In a rising babble of protestation, the other players tried to call him back – not wanting to deprive themselves of someone who lost so well and so consistently while still being such good company. The usual appeals to bravery, masculinity and the rejection of recent history and the laws of probability were met with apparent good humour. All the same, Bensen continued to gather coin and script into his pockets. Seeing that he was not to be dissuaded, most of the players turned back to the hand in question, though a few mildly barbed comments followed his back as he stepped out into the acrid night air.

Fiction Fragment – some more scifi

“He talks a lot”

“Hmmm?” Krisla-Tenu looked round at the speaker to see a tall Njereen ambassador in formal robe-draped encounter suit proffering a glass of wine. Evolved in a lower-gravity environment than many, his ornately enamelled suit supported his physiology at these events. The ceramic and overlapping laminates comprising the visible surfaces blurred the distinction between hard and soft materials while masking the mechanics of the suit’s articulation; while the ornamentation was designed to misguide and waylay the eye with its intricate ribbing and interleaving of features.

“I’d have thought he would be a bit more of a cipher really, given what he does.”

“Hah! You’ve not been listening too closely, have you?”

“What do you mean?” The elegant masque inclined in query.

“His speciality is up-close wetwork – he’s a master of infiltration – so he’s learned to be very good at being a mimic.”

“So when he’s here among the gossips and rumour mill..?”

“Correct. He’s got to be good at small-talk, but you’ll notice over time he’s never consistent in his stories about himself. It’s a smokescreen – it’s something we all do, but he’s quite deliberate about it.” Out of the corner of her eye she could see the emaciated form of Ambassador Torshan weaving through the crowds in her direction.

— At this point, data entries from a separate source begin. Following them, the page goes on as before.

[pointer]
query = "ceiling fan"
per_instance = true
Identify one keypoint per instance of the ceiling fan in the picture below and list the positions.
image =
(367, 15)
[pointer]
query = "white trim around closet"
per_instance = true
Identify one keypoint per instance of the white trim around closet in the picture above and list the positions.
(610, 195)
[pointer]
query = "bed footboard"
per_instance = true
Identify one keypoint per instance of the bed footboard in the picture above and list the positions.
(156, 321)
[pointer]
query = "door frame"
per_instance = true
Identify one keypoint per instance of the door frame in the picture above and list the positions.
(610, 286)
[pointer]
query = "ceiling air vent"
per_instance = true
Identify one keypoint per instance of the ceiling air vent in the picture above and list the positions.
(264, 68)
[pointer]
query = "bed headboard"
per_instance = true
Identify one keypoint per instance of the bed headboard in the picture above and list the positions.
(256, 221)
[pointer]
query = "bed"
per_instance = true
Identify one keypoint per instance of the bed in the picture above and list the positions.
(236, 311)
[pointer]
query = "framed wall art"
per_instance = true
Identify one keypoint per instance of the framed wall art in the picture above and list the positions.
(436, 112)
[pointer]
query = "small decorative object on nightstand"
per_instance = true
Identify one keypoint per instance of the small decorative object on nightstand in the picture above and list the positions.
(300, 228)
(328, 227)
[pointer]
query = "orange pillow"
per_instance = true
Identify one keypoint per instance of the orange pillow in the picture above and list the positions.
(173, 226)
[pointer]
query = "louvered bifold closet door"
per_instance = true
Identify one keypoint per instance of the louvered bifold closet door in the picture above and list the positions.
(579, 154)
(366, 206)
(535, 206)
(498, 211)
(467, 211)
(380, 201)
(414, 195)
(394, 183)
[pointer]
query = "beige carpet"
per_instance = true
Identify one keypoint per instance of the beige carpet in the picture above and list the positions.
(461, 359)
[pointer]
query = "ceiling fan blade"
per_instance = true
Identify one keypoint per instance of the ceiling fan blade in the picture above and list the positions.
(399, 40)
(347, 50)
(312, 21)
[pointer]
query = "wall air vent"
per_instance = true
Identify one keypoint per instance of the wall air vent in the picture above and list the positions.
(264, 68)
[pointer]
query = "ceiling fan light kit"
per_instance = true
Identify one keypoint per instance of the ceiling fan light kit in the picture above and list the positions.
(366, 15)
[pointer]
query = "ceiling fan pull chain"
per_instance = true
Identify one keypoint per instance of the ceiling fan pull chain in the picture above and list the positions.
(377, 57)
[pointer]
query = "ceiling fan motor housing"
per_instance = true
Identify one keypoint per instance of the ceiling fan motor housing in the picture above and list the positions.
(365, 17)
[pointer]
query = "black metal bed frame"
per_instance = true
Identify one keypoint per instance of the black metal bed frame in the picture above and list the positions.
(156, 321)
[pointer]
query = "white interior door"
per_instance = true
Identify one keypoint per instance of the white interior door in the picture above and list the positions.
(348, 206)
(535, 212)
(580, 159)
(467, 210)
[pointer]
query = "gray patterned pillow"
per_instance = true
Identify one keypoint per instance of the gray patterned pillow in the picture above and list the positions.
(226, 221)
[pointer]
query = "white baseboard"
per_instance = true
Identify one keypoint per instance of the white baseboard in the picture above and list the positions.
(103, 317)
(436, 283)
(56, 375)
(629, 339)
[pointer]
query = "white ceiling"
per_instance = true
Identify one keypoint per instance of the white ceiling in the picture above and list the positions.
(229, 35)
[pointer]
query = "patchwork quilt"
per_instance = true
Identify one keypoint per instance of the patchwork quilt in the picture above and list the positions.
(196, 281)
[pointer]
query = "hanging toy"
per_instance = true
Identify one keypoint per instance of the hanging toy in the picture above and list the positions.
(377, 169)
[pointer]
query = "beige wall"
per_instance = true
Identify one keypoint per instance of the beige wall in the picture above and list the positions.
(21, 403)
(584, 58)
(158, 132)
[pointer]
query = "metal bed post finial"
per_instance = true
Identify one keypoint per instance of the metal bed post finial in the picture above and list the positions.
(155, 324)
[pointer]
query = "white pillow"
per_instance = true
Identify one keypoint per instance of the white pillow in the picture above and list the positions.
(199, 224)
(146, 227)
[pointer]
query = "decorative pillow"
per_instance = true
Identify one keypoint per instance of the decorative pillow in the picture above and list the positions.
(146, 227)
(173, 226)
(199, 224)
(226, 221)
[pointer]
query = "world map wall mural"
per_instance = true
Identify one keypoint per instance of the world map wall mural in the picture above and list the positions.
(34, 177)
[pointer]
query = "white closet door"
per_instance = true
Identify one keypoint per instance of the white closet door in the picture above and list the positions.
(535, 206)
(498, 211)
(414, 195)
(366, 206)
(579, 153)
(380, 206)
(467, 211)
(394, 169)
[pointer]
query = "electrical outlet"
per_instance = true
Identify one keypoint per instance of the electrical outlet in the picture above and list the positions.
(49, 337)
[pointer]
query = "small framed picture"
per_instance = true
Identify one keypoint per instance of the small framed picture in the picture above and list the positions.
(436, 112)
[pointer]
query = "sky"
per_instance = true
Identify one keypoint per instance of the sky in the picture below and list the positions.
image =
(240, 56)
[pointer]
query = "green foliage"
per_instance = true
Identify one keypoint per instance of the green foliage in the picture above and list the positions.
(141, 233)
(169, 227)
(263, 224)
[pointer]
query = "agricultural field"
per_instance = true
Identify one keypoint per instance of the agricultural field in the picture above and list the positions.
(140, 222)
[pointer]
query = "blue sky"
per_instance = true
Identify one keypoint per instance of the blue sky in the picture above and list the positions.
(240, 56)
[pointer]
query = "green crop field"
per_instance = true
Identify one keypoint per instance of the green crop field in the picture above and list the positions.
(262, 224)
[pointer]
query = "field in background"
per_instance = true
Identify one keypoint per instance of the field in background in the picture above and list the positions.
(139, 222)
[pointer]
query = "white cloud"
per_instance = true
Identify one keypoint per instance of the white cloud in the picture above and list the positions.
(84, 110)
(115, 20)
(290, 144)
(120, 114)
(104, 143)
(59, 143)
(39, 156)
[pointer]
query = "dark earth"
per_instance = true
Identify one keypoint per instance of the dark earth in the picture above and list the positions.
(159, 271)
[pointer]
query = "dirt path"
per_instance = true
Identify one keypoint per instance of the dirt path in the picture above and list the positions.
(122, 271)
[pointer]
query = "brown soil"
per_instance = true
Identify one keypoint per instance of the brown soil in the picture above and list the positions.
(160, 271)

“I don’t get it – surely that would be quickly noticed at gatherings?”

“With respect, you didn’t notice.”

“I’m not a suspicious security type though.”

“Ah, but you are the type of person he’d be contracted to hit.”

“Oh.”

The princeling moved on after that, leaving her alone again to circulate around the edge of the crowd. She tapped the rim of her glass absent-mindedly and let her eyes scan across the assembled dignitaries. A small blue light pulsed twice in her peripheral vision to remind her that Bensen should be getting his private hearing about now.

“Ah – there you are – a moment of your time?” Krisla-Tenu turned to see Torshan approaching, and her heart sank. A native of the Belet system, his fragile appearance and sparse fine hair slicked across his skull made a powerful juxtaposition with his rich formal Court dress that he knew made many people uncomfortable. It was widely noted that Torshan found human discomfort at his appearance rather entertaining. It was also noted that he was not averse to publically puncturing the pride of people who fell to their own prejudices in their reactions.